Published in Textile Society of America 2014 Biennial Symposium Proceedings: New Directions: Examining the Past, Creating the Future, Los Angeles, California, September 10–14, 2014,

Comments

Copyright 2014 Mariachiara Gasparini

Abstract

In the summer 2012, thanks to the Department of Central Asian Art of the museum and the International Dunhuang Project (IDP) at the British Library in London, UK, the so-called Turfan textile collection--gathered during the last century Prussian Turfan Royal Expeditions in the Tarim Basin--held in the Museum of Asian Art in Berlin, Germany, was finally microscopically analyzed and digitized. Except for a couple of pieces taken into account in previous studies as examples of comparison, the collection as a whole (ca. 350 pieces) has not enjoyed particular attention from scholars in the fields of Chinese or Central Asian art and textile studies. It includes pieces dated from the seventh to the thirteenth century; the comparison with the Dunhuang textile collections and other fragments discovered in the surrounding areas has been necessary for the analysis and the dating. The digitization of the fragments and technical data will be soon published online on the IDP database and the collection itself displayed in the future Humboldt-Forum adjoining the Museum Island in Berlin. The Forum will be a museum and study complex built behind the to-be renovated facade of the former Berlin Palace, destroyed in 1950 by the authorities of the former German Democratic Republic. Probably one the most important European architectural and cultural projects, it will include the collections of the Museum of Asian Art, the Ethnological Museum, the Prussian Cultural Heritage Foundation, various departments of the Humboldt University and the Central and Regional Library of Berlin. To be opened in 2019, the Forum will bring back to light and eventually secularize a magnificent unknown textile collection to complete the permanent exhibition of the Central Asian art gallery.

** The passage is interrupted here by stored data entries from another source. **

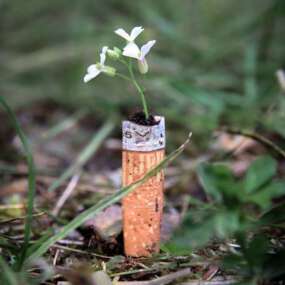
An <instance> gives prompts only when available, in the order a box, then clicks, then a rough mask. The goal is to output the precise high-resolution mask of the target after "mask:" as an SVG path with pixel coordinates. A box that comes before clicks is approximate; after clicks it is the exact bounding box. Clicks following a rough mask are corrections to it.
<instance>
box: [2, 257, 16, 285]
mask: <svg viewBox="0 0 285 285" xmlns="http://www.w3.org/2000/svg"><path fill="white" fill-rule="evenodd" d="M0 273H1V275H0V281H1V282H3V283H1V284H7V285H19V283H18V281H17V278H16V274H15V273H14V272H13V271H12V270H11V268H10V267H9V266H8V264H7V263H6V261H5V260H4V258H3V257H2V256H1V255H0Z"/></svg>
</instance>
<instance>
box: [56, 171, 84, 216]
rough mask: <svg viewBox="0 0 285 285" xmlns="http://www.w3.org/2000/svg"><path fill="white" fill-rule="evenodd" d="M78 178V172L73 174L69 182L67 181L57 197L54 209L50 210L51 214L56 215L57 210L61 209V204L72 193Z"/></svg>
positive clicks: (56, 212) (78, 175) (76, 184)
mask: <svg viewBox="0 0 285 285" xmlns="http://www.w3.org/2000/svg"><path fill="white" fill-rule="evenodd" d="M79 179H80V174H76V175H74V176H73V177H72V178H71V180H70V182H69V183H68V185H67V187H66V189H65V190H64V192H63V193H62V195H61V197H60V198H59V200H58V202H57V203H56V205H55V207H54V209H53V210H52V214H53V215H54V216H57V215H58V213H59V211H60V210H61V208H62V206H63V205H64V203H65V202H66V200H67V199H68V198H69V197H70V195H71V194H72V192H73V190H74V189H75V188H76V185H77V183H78V181H79Z"/></svg>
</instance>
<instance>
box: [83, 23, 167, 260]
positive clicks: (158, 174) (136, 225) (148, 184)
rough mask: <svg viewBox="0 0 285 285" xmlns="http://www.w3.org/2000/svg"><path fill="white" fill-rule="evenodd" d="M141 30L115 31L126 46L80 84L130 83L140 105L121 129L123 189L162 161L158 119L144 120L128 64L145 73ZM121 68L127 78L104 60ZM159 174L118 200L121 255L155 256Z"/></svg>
mask: <svg viewBox="0 0 285 285" xmlns="http://www.w3.org/2000/svg"><path fill="white" fill-rule="evenodd" d="M143 30H144V29H143V28H142V27H134V28H133V29H132V30H131V32H130V33H127V32H126V31H125V30H124V29H122V28H120V29H117V30H115V33H116V34H117V35H118V36H120V37H121V38H123V39H124V40H125V41H126V44H125V46H124V47H123V48H122V49H119V48H117V47H114V48H113V49H110V48H108V47H107V46H104V47H103V48H102V50H101V53H100V61H99V62H98V63H96V64H92V65H90V66H89V67H88V68H87V73H86V75H85V76H84V82H89V81H90V80H92V79H94V78H96V77H97V76H99V75H100V74H107V75H109V76H117V77H120V78H122V79H125V80H127V81H128V82H131V83H132V84H133V85H134V86H135V88H136V89H137V91H138V93H139V95H140V98H141V103H142V109H143V115H144V118H142V117H141V113H139V114H136V115H139V116H137V117H135V118H132V119H131V120H126V121H123V123H122V132H123V138H122V184H123V186H128V185H129V184H131V183H133V182H135V181H138V180H139V179H141V178H142V177H143V176H144V175H145V174H146V173H147V172H149V171H150V170H151V169H153V168H154V167H155V166H157V165H158V164H159V163H160V162H161V161H162V160H163V158H164V149H165V121H164V117H161V116H155V117H154V116H152V115H150V114H149V111H148V106H147V103H146V98H145V95H144V92H143V89H142V87H141V86H140V85H139V83H138V81H137V80H136V77H135V72H134V70H133V61H135V62H136V63H137V67H138V71H139V72H140V73H142V74H145V73H147V72H148V70H149V67H148V63H147V60H146V56H147V55H148V54H149V52H150V50H151V49H152V47H153V46H154V45H155V43H156V41H155V40H151V41H148V42H147V43H145V44H143V45H142V46H141V47H139V46H138V45H137V43H136V42H135V40H136V39H137V37H138V36H139V35H140V34H141V33H142V32H143ZM108 59H110V60H113V61H117V62H118V63H121V64H122V65H123V66H124V67H125V68H126V70H127V72H128V73H127V74H123V73H120V72H119V71H118V70H116V69H115V68H114V67H113V66H110V65H108V64H107V63H106V62H107V60H108ZM163 190H164V174H163V171H162V170H161V171H160V172H159V173H157V174H156V175H155V176H153V177H152V178H150V179H149V180H148V181H147V182H145V183H144V184H142V185H141V186H139V187H137V188H136V189H135V191H134V192H132V193H130V194H128V195H127V196H126V197H124V198H123V200H122V209H123V234H124V248H125V254H126V255H128V256H133V257H140V256H149V255H151V254H153V253H156V252H158V251H159V249H160V246H159V242H160V224H161V218H162V213H163V200H164V199H163Z"/></svg>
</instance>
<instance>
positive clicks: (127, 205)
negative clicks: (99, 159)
mask: <svg viewBox="0 0 285 285" xmlns="http://www.w3.org/2000/svg"><path fill="white" fill-rule="evenodd" d="M157 118H158V119H159V120H160V121H159V124H157V125H155V126H141V125H137V124H134V123H132V122H129V121H124V122H123V153H122V155H123V157H122V172H123V173H122V181H123V186H127V185H129V184H131V183H133V182H135V181H137V180H139V179H140V178H142V177H143V176H144V175H145V174H146V173H147V172H148V171H149V170H151V169H152V168H154V167H155V166H156V165H157V164H159V163H160V162H161V161H162V160H163V158H164V146H165V127H164V118H163V117H157ZM163 188H164V174H163V171H161V172H159V173H158V174H157V175H155V176H153V177H151V178H150V179H149V180H148V181H147V182H145V183H144V184H143V185H141V186H140V187H138V188H137V189H136V190H135V191H133V192H132V193H130V194H129V195H127V196H126V197H125V198H124V199H123V201H122V204H123V232H124V247H125V254H126V255H128V256H133V257H141V256H150V255H152V254H153V253H156V252H158V251H159V242H160V224H161V217H162V211H163Z"/></svg>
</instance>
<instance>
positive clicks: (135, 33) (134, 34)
mask: <svg viewBox="0 0 285 285" xmlns="http://www.w3.org/2000/svg"><path fill="white" fill-rule="evenodd" d="M143 30H144V29H143V28H142V27H134V28H133V29H132V31H131V34H128V33H127V32H126V31H125V30H124V29H121V28H120V29H117V30H116V31H115V33H116V34H117V35H119V36H120V37H122V38H124V39H125V40H126V41H127V42H134V41H135V39H136V38H137V37H138V35H139V34H141V32H142V31H143Z"/></svg>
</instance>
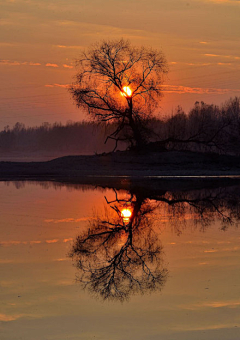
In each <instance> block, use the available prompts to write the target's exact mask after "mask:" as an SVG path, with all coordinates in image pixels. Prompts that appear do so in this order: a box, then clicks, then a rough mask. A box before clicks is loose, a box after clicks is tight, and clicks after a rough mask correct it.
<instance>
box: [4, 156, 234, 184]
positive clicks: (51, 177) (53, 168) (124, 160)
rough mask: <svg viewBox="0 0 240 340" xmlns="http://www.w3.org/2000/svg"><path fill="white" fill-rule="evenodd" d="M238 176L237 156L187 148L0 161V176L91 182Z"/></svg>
mask: <svg viewBox="0 0 240 340" xmlns="http://www.w3.org/2000/svg"><path fill="white" fill-rule="evenodd" d="M176 176H180V177H181V178H184V177H186V178H189V177H192V178H194V177H195V176H197V177H201V176H203V177H204V176H207V177H212V176H218V177H222V178H225V177H229V176H240V158H239V157H234V156H227V155H218V154H206V153H194V152H189V151H185V152H183V151H166V152H154V151H153V152H145V153H141V154H139V153H138V154H137V153H134V152H130V151H121V152H115V153H109V154H101V155H92V156H66V157H61V158H56V159H53V160H51V161H46V162H0V180H25V179H26V180H31V179H32V180H43V179H44V180H54V179H56V180H61V181H79V180H80V182H83V183H94V182H96V181H98V182H99V181H102V182H105V183H106V182H111V181H112V180H114V181H115V182H116V179H117V178H119V180H122V179H124V178H125V179H127V178H131V179H133V180H135V181H140V182H141V180H143V179H147V178H159V177H163V178H164V179H165V180H167V178H168V180H169V181H170V180H171V178H172V177H175V179H176ZM181 178H179V180H181Z"/></svg>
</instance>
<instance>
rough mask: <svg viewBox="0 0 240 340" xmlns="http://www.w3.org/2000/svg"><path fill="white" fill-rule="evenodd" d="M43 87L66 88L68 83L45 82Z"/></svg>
mask: <svg viewBox="0 0 240 340" xmlns="http://www.w3.org/2000/svg"><path fill="white" fill-rule="evenodd" d="M44 86H45V87H63V88H68V87H69V86H70V84H46V85H44Z"/></svg>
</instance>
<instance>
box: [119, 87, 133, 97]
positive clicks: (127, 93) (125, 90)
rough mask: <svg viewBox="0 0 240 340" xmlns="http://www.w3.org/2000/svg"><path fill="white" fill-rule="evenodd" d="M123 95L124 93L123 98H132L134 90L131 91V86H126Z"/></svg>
mask: <svg viewBox="0 0 240 340" xmlns="http://www.w3.org/2000/svg"><path fill="white" fill-rule="evenodd" d="M121 93H122V96H124V97H131V95H132V90H131V89H130V87H129V86H124V87H123V90H122V92H121Z"/></svg>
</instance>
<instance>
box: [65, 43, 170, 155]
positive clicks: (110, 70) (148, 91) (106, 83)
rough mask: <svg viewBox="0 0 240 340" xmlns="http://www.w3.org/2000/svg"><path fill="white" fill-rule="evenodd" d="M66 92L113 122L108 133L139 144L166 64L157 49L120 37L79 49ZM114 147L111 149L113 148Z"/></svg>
mask: <svg viewBox="0 0 240 340" xmlns="http://www.w3.org/2000/svg"><path fill="white" fill-rule="evenodd" d="M78 66H79V72H78V73H77V75H76V82H75V83H74V84H73V85H72V86H71V88H70V91H71V93H72V95H73V98H74V99H75V101H76V103H77V105H78V106H79V107H82V108H83V109H85V110H87V111H88V112H89V113H90V114H91V115H92V116H93V117H94V118H97V119H99V120H100V121H104V122H109V121H112V122H116V129H115V131H114V132H113V133H112V134H111V135H109V136H108V138H107V139H106V141H107V140H108V139H109V138H110V139H113V140H115V141H116V147H117V142H118V141H119V140H123V141H127V142H129V143H130V145H131V146H136V147H140V146H142V145H144V144H145V143H146V141H147V130H146V121H147V119H148V118H149V117H150V116H151V114H152V113H153V111H154V110H155V109H156V108H157V107H158V105H159V99H160V97H161V94H162V92H161V84H162V83H163V80H164V74H166V73H167V71H168V67H167V62H166V59H165V57H164V55H163V53H162V52H161V51H157V50H153V49H151V48H145V47H140V48H139V47H134V46H132V45H131V44H130V43H129V42H128V41H125V40H123V39H121V40H116V41H103V42H102V43H99V44H96V45H95V46H93V47H92V48H89V49H88V50H87V51H85V52H83V53H82V54H81V55H80V58H79V60H78ZM116 147H115V148H116Z"/></svg>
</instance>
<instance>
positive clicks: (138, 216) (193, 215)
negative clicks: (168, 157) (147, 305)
mask: <svg viewBox="0 0 240 340" xmlns="http://www.w3.org/2000/svg"><path fill="white" fill-rule="evenodd" d="M239 195H240V194H239V190H238V188H237V187H232V188H231V187H228V188H217V189H204V190H193V191H181V192H180V191H175V192H166V191H162V192H160V191H156V192H155V190H154V189H153V190H150V189H149V190H146V189H144V190H141V189H139V188H135V189H132V193H131V194H129V197H130V198H129V199H127V200H125V199H119V198H118V194H117V192H116V199H115V200H113V201H111V202H108V201H107V203H108V207H109V206H110V207H111V208H112V209H108V210H109V211H110V213H109V212H108V213H106V216H105V218H104V219H103V218H100V217H97V218H96V219H95V220H93V221H91V225H90V228H89V230H88V231H87V232H85V233H83V234H82V235H80V236H78V237H77V239H76V241H75V243H74V245H73V248H72V251H71V254H70V256H72V257H73V258H74V259H76V261H77V267H78V268H79V269H80V271H79V277H78V281H79V282H80V283H81V284H82V285H83V286H84V287H85V288H87V289H88V290H89V291H90V292H91V293H94V294H95V295H97V296H99V295H100V296H101V297H102V298H103V299H115V300H120V301H123V300H125V299H127V298H128V297H129V296H130V294H134V293H145V292H151V291H154V290H157V289H158V290H160V289H161V288H162V287H163V285H164V283H165V281H166V278H167V270H166V268H164V267H163V263H162V246H161V244H160V241H159V239H158V234H157V233H156V232H155V231H154V228H153V222H154V219H153V215H154V213H155V211H157V210H158V213H160V216H162V215H163V214H164V216H165V217H167V218H168V223H169V224H170V225H172V226H173V227H174V231H175V232H177V233H178V234H180V233H181V232H182V228H183V226H184V223H185V221H186V220H187V219H189V218H191V220H192V221H193V222H195V224H196V225H200V226H201V229H202V230H205V228H206V226H208V225H209V224H210V222H212V221H213V220H214V219H216V218H218V219H219V220H220V221H221V222H222V229H224V230H225V229H226V227H227V226H228V225H229V224H231V223H233V222H234V221H236V220H239V218H240V215H239V202H240V198H239V197H240V196H239ZM123 207H130V208H131V210H132V215H131V217H130V218H129V219H128V220H127V221H125V222H124V221H123V218H122V217H121V209H122V208H123ZM157 227H159V225H158V226H157Z"/></svg>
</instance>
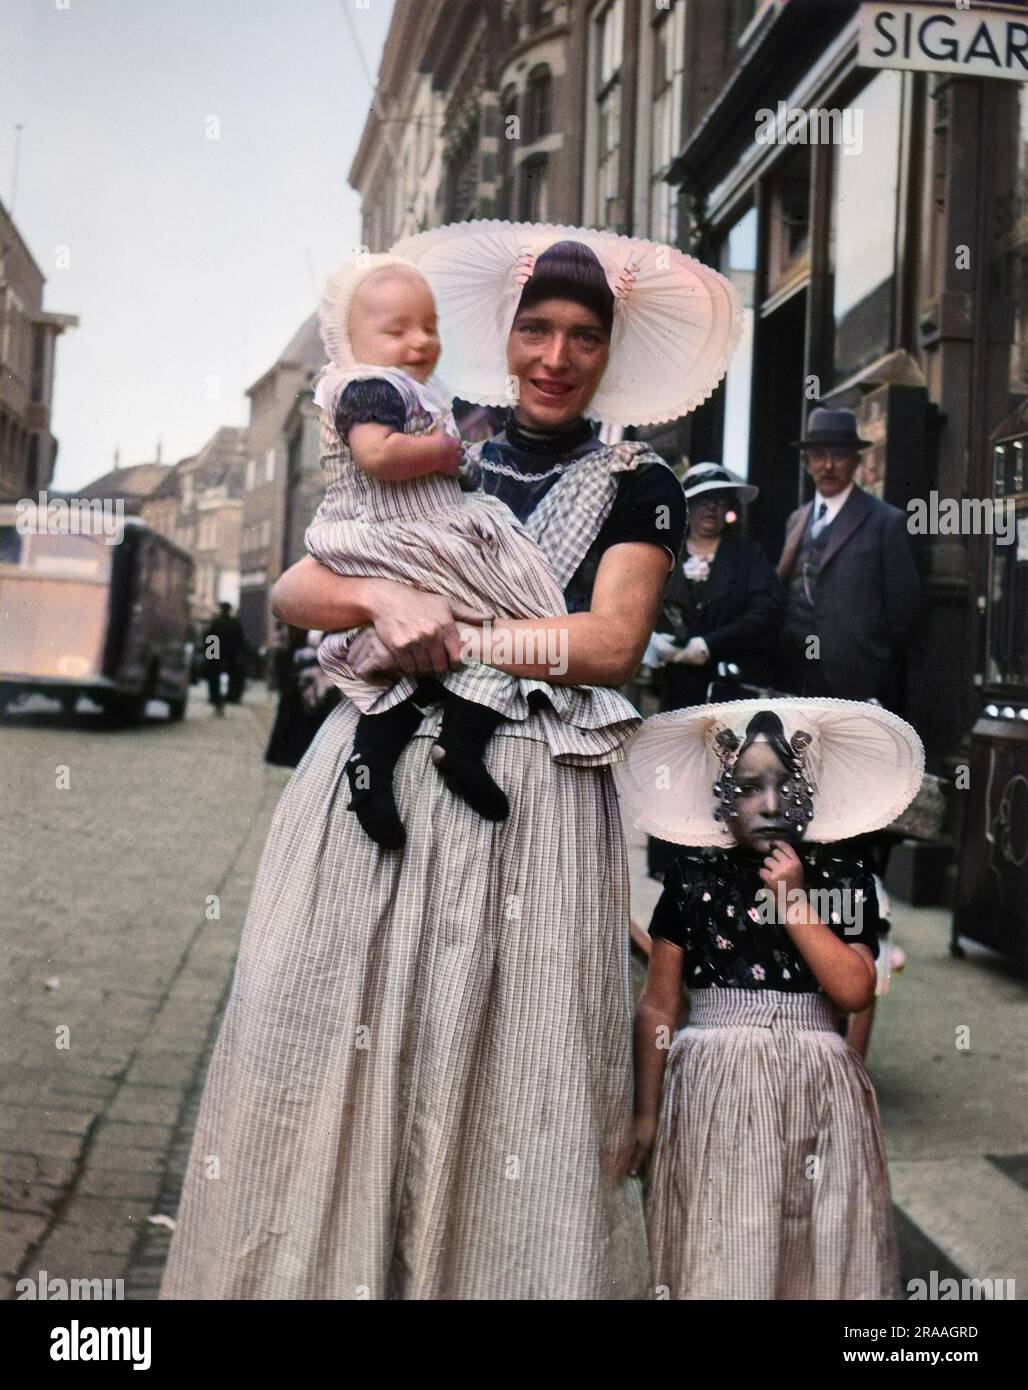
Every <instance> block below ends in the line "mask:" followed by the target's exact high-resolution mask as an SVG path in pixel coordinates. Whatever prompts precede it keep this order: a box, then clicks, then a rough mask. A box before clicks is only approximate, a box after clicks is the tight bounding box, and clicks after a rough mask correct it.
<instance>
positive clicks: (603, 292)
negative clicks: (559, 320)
mask: <svg viewBox="0 0 1028 1390" xmlns="http://www.w3.org/2000/svg"><path fill="white" fill-rule="evenodd" d="M545 299H571V300H574V303H577V304H581V306H582V307H583V309H588V310H590V313H593V314H596V317H597V318H599V320H600V322H602V324H603V331H604V332H606V335H607V336H608V338H610V331H611V327H613V324H614V293H613V291H611V288H610V285H608V284H607V277H606V275H604V272H603V267H602V265H600V263H599V260H597V259H596V254H595V253H593V252H592V250H589V247H588V246H583V245H582V242H554V245H553V246H547V247H546V250H545V252H542V254H540V256H538V257H536V261H535V267H533V270H532V278H531V279H529V281H528V284H527V285H525V288H524V289H522V291H521V299H520V302H518V310H517V311H518V313H521V311H522V310H524V309H531V307H532V306H533V304H539V303H542V300H545Z"/></svg>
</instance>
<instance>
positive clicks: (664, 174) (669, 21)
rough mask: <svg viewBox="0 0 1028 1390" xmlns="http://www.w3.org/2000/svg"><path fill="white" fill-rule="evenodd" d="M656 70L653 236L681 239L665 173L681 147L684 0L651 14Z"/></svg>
mask: <svg viewBox="0 0 1028 1390" xmlns="http://www.w3.org/2000/svg"><path fill="white" fill-rule="evenodd" d="M650 22H652V25H653V70H652V88H650V236H652V238H653V239H654V240H657V242H675V240H677V239H678V189H675V188H672V186H671V185H670V183H668V182H665V175H667V171H668V168H670V167H671V163H672V161H674V158H675V156H677V154H678V152H679V147H681V135H682V101H683V92H685V0H672V3H671V8H670V10H660V11H657V14H656V15H654V17H653V18H652V21H650Z"/></svg>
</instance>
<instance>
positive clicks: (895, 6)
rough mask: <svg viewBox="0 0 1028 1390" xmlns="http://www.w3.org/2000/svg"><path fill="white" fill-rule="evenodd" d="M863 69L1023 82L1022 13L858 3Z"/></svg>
mask: <svg viewBox="0 0 1028 1390" xmlns="http://www.w3.org/2000/svg"><path fill="white" fill-rule="evenodd" d="M857 63H859V64H860V67H863V68H909V70H913V71H915V72H952V74H954V75H957V76H961V78H1011V79H1013V81H1014V82H1028V13H1027V11H1025V10H1022V8H1020V7H1017V8H1015V7H1014V6H1003V4H990V6H984V4H978V3H975V4H964V6H961V4H960V3H957V4H863V6H861V7H860V49H859V54H857Z"/></svg>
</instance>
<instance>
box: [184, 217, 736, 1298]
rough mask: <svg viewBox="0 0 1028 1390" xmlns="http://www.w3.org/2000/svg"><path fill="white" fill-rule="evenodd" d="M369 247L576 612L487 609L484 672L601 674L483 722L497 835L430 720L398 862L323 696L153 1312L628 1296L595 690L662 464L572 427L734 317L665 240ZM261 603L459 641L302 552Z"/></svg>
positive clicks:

In 2011, the first time I saw a few fragments of the Turfan textile collection, held in the Museum für Asiatische Kunst (Museum of Asian Art) in Berlin, I had no idea that they represented only a small part of a range of about three hundred fifty compounds that, different in style and technique and datable to between the eighth and the fourteenth centuries, comprised the collection. The fragments were gathered, together with wall paintings, architectural wooden structures, sculptures, and other tools of daily use, during the four Prussian-Turfan expeditions conducted by Albert Grünwedel (1856-1935) and Albert von Le Coq (1860-1930) at the beginning of the last century, between 1902 and 1914, in the Xinjiang Province of China. Although at first glance the collection might be classified as Chinese, it betrays a strong Sino- Iranian and Turkic matrix rooted in archaic forms and images that had circulated in China, Central Asian, and Mongolia on various media for many centuries, and were eventually recontextualized in specific areas with indigenous features.

If this fragmented treasure is ultimately to be visible to the public, it will be necessary to have it shown in a digital three-dimensional reconstruction, with related color palettes, and diagrams of the composition as a whole and of each singular pattern, in order to guide the visitor through the creation of specific graphic elements that will also be visible in the other media on display. Processes of artistic adaptation and rejection are visible on many different surfaces, from wooden beams to wall paintings and textiles. The art of weaving often renews and transforms ancient models, or uses images and religious or social symbols without necessary transfer their original meaning. For this reason, in order to avoid a static and classic way of displaying art that would already be trapped in the façade of a “glorious past,” the new Central Asian Art Gallery at the Humboldt Forum should employ modern digital tools (with related information) to display the Turfan textile collection , order to make it accessible to viewers, and to re-define what Central Asian art is, and what role it played in the transcultural and trans-media interactions between East and West.